The district court’s opinion should raise concern for all non-bank lenders because choice of law clauses are often relied upon in the industry as a means of overcoming more rigorous state usury restrictions. Consistent with the court’s position, a choice of law clause could never override a criminal usury cap, as the criminal nature of the cap evidences a fundamental public policy. Therefore, a careful parsing of state laws should be done if a lender is relying on a choice of law to avoid states that have criminal usury statutes.
In weighing the future relevance of this decision, a number of significant factors should be kept in mind.

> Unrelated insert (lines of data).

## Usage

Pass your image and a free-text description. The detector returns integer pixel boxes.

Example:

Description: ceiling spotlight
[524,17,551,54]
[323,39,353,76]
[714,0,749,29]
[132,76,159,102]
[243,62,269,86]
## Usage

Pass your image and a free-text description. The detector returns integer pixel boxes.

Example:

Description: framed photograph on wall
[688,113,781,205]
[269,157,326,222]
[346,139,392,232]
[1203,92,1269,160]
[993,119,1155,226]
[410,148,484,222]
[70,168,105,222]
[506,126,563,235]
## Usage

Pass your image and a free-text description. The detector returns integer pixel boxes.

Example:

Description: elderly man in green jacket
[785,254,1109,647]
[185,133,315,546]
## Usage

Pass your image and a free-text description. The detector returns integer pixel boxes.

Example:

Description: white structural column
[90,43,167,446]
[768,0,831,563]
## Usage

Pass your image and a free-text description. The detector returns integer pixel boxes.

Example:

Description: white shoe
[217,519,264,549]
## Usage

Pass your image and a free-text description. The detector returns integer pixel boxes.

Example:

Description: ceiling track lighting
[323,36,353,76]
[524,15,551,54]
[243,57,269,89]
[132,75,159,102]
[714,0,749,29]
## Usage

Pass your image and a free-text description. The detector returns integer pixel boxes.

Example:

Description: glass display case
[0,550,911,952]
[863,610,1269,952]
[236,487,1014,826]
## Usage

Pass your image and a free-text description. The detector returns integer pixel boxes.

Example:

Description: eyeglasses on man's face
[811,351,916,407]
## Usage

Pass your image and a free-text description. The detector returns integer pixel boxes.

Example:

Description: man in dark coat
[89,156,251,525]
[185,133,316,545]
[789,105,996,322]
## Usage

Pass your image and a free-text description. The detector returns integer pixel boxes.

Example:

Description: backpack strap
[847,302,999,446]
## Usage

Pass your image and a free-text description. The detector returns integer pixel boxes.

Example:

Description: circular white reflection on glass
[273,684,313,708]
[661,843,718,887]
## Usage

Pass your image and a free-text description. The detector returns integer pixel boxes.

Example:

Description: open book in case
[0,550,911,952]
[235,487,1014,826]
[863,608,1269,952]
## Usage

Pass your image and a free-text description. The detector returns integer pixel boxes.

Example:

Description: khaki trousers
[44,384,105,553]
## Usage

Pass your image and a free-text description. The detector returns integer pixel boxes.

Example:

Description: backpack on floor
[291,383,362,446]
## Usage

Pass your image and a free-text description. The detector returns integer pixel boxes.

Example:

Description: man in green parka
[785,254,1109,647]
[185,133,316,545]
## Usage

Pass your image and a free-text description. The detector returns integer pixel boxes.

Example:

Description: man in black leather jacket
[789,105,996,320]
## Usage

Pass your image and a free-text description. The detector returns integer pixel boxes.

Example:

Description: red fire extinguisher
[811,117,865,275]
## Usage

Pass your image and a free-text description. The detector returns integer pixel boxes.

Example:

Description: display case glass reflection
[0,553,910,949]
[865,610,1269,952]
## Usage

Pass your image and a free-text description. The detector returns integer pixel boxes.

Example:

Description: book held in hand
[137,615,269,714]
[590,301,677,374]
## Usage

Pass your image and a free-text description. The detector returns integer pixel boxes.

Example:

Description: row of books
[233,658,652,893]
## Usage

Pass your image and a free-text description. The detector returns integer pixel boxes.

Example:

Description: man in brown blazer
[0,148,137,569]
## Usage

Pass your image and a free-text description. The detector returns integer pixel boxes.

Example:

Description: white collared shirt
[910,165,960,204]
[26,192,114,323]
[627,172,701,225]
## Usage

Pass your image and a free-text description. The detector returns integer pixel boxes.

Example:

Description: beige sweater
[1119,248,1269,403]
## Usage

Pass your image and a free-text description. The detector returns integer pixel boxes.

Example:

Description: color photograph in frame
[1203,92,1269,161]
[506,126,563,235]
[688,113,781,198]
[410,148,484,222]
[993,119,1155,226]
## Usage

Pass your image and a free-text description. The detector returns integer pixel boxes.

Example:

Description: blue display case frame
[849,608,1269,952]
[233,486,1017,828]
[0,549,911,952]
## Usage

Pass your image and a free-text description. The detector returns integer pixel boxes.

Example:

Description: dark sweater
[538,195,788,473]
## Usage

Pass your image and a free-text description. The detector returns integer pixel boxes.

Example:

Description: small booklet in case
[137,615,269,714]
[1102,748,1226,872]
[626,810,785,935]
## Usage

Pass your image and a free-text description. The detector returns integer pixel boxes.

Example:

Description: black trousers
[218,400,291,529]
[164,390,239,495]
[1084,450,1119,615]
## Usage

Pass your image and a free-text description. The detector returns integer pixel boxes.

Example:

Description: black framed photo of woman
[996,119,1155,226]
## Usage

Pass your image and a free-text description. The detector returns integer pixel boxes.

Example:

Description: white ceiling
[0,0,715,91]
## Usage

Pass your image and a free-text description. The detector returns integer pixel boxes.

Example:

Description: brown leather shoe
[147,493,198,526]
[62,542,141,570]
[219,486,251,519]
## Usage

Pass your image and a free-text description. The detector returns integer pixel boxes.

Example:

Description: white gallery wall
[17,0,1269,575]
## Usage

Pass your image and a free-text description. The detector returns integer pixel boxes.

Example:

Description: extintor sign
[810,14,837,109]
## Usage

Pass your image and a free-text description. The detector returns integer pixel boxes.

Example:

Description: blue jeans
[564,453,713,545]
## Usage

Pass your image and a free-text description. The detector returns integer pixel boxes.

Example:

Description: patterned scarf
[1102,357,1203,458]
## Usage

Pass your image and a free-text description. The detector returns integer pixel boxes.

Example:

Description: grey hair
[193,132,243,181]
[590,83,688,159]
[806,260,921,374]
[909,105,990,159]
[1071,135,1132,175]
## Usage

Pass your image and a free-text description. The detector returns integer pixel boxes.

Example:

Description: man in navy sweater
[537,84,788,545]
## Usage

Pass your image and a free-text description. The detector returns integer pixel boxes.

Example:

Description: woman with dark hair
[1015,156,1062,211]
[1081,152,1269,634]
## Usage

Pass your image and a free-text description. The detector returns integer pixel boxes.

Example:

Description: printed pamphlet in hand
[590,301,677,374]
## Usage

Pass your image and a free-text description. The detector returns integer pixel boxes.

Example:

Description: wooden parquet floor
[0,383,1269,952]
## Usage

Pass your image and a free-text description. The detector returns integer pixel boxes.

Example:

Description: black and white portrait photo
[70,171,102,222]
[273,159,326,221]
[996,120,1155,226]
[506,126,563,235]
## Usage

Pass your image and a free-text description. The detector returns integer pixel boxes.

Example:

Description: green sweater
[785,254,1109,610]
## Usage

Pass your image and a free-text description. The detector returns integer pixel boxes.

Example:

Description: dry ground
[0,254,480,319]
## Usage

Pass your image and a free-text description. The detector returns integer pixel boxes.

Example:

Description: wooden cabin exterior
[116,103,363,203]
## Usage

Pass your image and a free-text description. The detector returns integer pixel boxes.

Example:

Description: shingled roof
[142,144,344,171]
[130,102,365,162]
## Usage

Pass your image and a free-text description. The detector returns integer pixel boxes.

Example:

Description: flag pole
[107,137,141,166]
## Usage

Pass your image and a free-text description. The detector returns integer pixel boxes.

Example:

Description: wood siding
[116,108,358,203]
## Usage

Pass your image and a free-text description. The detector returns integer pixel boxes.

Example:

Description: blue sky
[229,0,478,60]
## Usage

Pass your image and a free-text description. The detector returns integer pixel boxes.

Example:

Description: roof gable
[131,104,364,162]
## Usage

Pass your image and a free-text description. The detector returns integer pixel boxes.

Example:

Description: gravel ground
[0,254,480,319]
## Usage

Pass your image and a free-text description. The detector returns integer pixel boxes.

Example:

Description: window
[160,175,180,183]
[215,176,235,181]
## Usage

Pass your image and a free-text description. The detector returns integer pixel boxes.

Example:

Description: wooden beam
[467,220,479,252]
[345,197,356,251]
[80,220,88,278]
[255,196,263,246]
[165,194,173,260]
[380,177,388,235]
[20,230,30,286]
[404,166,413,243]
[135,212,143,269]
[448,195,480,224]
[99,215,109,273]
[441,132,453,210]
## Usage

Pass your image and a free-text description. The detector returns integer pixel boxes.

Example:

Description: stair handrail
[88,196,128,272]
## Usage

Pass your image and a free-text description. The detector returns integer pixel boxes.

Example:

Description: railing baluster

As noted throughout the opinion, interpretations of state law by federal courts carry little weight as precedent.14 A future court would be free to disregard the district court’s interpretations of New York law and might arrive at a different conclusion regarding the applicability of the criminal usury cap to defaulted debt.
A case presenting similar facts is unlikely to arise outside the Second Circuit if one accepts the position that the Second Circuit Court of Appeals decided Madden v. Midland Funding incorrectly, which was the position of the U.S. Office of the Solicitor General and the Office of the Comptroller of the Currency in their brief to the Supreme Court, which denied certiorari. If NBA federal preemption had applied based on the assignment of plaintiff Madden’s loan to the defendants from a national bank, the choice of law issue would have been moot.
A future case involving bank model lending would likely have a different outcome, even within the Second Circuit, because the arguments in favor of federal preemption would be stronger than what exists in a case involving the purchase and assignment of defaulted debt due to the bank’s greater degree of ongoing involvement.